TitleSingle-leg triple hop propulsion strategies in females with and without a history of ACLR.
Publication TypeJournal Article
Year of Publication2022
AuthorsMulligan, CMs, Gibbs, ER, Huang, Y-L, Stutzenberger, LR, Johnson, ST, Norcross, MF
JournalJ Athl Train
Date Published07/2022
ISSN1938-162X
Abstract

CONTEXT: The single-leg triple hop is a commonly used functional task following anterior cruciate ligament reconstruction (ACLR). However, recent research suggests that individuals may utilize a compensatory propulsion strategy to mask underlying quadriceps dysfunction and achieve symmetrical hop performance.

OBJECTIVE: Evaluate the performance and propulsion strategies employed by females with and without ACLR during a single-leg triple hop.

DESIGN: Cross-sectional.

SETTING: Laboratory.

PATIENTS OR OTHER PARTICIPANTS: Thirty-eight females (ACLR=19, 19.2±1.8 years, 1.64±0.70m, 63.8±7.6 kg; Control=19, 21.1±3.3 years, 1.67±0.73m, 67.3±9.3 kg).

MAIN OUTCOME MEASURE(S): Hop distance and limb symmetry index (LSI) were assessed during a single-leg triple hop for distance. Propulsion strategies were assessed during the first and second hops of the single-leg triple hop. Separate two-way ANOVA models were used to assess the influence of ACLR, joint and their interaction on mechanical joint work, moment impulse and the relative joint contributions to total work and impulse in females with and without a history of ACLR.

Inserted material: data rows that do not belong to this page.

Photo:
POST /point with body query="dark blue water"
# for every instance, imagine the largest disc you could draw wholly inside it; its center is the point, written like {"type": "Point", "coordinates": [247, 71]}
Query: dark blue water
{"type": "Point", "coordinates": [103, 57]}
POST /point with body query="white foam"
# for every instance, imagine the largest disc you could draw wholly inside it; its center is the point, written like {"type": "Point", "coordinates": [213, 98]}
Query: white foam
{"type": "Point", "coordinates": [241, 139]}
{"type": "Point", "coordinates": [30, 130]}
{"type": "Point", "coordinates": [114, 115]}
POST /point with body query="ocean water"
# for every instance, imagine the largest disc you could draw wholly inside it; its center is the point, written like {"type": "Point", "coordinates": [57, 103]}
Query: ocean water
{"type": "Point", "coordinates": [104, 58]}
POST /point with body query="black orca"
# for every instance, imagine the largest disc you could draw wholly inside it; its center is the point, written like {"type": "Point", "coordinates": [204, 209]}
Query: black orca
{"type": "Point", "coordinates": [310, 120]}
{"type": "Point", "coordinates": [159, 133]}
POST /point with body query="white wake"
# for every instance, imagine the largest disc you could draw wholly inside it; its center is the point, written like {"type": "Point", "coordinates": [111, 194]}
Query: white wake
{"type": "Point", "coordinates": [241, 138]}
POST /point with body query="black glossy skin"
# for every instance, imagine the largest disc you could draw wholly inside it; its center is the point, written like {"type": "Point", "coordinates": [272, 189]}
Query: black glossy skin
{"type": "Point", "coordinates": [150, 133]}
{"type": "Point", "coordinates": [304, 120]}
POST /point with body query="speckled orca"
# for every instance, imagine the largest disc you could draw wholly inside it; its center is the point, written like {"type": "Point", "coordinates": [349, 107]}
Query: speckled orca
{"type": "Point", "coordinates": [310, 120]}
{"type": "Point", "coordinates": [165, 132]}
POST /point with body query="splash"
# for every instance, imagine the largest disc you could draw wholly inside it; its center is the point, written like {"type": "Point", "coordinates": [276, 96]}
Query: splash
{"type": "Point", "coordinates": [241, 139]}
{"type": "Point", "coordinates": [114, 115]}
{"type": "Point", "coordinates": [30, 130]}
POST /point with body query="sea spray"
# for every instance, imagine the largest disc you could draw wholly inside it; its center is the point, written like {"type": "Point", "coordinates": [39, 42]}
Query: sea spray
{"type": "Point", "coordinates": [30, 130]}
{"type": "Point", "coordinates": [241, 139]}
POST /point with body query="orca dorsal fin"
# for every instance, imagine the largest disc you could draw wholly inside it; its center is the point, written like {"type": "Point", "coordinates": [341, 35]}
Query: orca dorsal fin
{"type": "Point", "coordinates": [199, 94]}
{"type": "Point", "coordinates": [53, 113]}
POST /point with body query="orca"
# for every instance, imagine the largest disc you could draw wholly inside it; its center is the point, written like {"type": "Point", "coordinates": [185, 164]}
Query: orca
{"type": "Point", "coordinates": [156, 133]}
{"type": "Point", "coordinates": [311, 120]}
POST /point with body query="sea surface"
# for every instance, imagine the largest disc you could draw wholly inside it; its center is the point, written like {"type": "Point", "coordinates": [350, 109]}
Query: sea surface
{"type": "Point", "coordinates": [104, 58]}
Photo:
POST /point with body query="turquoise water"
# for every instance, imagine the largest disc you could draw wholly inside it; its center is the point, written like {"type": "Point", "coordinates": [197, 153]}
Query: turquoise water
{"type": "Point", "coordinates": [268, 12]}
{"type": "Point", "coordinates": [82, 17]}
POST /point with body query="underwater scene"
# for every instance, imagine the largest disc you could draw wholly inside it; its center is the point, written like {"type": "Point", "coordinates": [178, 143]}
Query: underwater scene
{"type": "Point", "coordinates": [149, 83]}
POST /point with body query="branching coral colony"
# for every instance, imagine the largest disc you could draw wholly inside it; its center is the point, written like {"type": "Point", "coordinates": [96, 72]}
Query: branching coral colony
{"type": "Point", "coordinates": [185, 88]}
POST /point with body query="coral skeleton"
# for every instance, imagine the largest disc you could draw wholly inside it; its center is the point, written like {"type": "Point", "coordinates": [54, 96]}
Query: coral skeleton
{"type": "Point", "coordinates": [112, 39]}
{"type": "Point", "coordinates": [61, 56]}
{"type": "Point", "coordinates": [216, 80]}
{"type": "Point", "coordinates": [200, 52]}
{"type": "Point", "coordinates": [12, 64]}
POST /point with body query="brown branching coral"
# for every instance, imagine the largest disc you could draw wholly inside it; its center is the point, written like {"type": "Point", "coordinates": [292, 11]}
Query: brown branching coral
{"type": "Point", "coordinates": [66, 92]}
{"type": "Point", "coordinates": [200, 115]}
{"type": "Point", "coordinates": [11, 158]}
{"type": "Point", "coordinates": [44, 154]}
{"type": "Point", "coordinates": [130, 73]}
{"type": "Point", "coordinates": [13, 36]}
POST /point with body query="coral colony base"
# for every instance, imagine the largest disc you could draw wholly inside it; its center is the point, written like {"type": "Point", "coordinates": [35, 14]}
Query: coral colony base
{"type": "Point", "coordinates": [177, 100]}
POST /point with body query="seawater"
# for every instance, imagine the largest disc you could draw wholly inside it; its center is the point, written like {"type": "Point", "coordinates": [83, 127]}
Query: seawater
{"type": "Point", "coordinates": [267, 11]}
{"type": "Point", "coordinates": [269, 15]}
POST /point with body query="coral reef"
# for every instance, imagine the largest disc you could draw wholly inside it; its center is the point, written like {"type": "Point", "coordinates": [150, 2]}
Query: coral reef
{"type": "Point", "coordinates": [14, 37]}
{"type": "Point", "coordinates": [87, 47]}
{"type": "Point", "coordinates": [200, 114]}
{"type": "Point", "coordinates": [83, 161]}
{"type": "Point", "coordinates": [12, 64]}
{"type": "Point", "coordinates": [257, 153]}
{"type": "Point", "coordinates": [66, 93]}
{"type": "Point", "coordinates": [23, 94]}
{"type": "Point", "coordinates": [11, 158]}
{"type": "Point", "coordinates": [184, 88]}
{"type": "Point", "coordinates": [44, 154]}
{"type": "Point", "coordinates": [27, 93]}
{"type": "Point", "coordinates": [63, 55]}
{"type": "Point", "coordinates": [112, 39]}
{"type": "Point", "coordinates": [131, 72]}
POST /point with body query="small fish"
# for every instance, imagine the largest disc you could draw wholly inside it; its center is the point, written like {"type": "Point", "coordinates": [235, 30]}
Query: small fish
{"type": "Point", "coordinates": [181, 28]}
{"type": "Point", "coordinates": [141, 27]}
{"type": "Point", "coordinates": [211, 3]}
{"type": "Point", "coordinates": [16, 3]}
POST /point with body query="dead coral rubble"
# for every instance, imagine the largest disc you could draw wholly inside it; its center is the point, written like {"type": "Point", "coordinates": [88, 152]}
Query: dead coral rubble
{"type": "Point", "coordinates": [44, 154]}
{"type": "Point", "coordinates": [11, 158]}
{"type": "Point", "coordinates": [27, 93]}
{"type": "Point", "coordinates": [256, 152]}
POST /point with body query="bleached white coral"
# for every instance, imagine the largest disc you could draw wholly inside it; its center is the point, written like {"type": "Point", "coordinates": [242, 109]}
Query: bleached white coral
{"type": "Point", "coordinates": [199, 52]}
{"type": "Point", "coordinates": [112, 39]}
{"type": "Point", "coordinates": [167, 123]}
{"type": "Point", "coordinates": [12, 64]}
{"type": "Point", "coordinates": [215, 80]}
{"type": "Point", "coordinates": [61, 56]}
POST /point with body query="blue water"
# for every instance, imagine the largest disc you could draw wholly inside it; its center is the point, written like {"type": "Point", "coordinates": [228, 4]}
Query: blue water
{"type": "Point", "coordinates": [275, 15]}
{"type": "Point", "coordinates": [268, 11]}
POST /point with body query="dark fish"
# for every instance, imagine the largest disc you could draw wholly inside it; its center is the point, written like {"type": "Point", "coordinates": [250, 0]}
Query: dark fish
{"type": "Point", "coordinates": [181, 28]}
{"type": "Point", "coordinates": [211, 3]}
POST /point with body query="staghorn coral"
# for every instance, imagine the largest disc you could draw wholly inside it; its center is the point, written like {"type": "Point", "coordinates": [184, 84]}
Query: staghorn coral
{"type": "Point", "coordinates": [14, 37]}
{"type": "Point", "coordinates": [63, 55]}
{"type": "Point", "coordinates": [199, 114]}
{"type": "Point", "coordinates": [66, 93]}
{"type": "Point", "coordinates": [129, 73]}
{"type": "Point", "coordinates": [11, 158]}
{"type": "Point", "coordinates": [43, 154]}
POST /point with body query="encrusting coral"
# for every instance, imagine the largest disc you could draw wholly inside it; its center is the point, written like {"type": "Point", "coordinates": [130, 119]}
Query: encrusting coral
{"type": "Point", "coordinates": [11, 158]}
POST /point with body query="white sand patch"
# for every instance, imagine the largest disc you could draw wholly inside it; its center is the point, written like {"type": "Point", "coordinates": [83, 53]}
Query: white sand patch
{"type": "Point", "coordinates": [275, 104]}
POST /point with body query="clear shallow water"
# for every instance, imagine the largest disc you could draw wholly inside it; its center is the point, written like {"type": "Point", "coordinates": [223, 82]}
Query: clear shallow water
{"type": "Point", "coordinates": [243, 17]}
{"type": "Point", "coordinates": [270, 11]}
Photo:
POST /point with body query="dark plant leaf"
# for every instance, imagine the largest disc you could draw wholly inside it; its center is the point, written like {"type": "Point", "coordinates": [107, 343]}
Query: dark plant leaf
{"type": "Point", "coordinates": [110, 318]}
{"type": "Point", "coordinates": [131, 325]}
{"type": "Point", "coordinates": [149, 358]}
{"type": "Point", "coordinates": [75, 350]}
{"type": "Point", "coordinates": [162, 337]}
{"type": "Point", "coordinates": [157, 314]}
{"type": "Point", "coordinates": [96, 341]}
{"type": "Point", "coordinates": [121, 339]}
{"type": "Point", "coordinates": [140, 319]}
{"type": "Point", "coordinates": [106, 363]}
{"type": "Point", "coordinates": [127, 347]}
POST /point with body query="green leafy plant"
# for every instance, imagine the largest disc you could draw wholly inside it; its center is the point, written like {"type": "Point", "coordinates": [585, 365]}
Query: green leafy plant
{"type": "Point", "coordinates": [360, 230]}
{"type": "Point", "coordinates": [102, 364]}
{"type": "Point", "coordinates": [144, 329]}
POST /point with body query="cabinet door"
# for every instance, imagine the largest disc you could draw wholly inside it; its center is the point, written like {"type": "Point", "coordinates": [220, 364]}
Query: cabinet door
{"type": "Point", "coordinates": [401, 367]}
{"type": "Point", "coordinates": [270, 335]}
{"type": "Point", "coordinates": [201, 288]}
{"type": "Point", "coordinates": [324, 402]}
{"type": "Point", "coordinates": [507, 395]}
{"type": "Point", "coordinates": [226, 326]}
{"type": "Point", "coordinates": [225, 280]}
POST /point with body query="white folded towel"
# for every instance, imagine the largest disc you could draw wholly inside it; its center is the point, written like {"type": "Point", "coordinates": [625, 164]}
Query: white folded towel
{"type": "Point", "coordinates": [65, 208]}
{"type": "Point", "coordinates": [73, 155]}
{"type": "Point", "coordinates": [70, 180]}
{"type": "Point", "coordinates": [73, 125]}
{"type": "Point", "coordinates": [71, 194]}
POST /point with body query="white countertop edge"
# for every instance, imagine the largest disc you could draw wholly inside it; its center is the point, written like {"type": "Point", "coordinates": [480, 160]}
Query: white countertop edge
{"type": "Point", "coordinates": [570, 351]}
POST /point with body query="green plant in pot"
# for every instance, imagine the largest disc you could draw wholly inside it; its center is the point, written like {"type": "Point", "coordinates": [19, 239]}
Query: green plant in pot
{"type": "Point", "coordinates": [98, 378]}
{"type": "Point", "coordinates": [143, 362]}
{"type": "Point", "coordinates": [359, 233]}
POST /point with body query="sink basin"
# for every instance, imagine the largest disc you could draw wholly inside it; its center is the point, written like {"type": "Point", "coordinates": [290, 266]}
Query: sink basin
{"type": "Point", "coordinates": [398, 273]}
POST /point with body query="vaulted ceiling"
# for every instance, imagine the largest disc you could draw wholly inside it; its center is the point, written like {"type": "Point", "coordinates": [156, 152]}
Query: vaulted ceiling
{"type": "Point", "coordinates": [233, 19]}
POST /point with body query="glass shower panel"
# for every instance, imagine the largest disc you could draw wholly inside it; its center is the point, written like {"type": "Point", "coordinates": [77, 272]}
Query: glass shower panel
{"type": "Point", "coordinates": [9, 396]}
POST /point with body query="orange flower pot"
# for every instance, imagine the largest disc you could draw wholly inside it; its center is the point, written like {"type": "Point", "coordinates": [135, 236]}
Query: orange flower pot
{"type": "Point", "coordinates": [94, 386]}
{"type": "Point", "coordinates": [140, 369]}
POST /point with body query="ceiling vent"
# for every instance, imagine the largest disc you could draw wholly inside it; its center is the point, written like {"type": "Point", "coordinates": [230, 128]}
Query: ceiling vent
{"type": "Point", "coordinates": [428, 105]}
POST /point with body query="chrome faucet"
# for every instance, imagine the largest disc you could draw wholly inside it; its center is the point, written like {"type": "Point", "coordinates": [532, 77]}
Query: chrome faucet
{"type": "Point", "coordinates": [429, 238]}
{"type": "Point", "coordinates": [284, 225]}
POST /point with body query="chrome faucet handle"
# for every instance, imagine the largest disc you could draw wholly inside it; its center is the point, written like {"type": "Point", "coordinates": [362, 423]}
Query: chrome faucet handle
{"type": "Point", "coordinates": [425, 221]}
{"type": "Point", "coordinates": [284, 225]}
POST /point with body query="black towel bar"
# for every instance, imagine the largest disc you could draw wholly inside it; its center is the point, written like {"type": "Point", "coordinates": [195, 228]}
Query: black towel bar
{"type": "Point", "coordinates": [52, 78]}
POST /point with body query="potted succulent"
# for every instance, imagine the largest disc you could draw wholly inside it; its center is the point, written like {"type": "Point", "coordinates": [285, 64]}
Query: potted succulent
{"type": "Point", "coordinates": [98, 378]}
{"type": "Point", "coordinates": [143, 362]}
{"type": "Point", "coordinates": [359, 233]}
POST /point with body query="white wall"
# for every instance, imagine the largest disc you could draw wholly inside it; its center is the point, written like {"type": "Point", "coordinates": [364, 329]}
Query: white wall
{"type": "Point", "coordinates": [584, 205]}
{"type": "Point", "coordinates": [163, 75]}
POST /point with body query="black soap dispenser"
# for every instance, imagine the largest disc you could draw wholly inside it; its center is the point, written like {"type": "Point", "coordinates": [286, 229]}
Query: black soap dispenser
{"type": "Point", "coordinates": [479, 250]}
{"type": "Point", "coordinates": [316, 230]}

RESULTS: Despite achieving a mean LSI of ~96%, females with ACLR produced less total work in their reconstructed limb compared bilaterally during single-leg triple hop propulsion (First Hop: p=.002; Second Hop: p=.02). During the first and second hop, the reconstructed knee produced 19.3% (p=.03) and 27.3% (p=.001) less work compared bilaterally. No significant differences were identified between limbs in moment impulse (First Hop: p=.67; Second Hop: p=.76). Irrespective of limb or group, the ankle was the largest contributor to both work and moment during both first and second hops (p<.001).

CONCLUSIONS: Clinicians should caution against using a single-leg triple hop as a surrogate for restored lower extremity function in females post-ACLR. This recommendation is driven by the compelling findings that knee joint deficits persist in the reconstructed limb despite achieving ~96% LSI and that regardless of previous injury status, single-leg triple hop propulsion is predominantly driven by the ankle.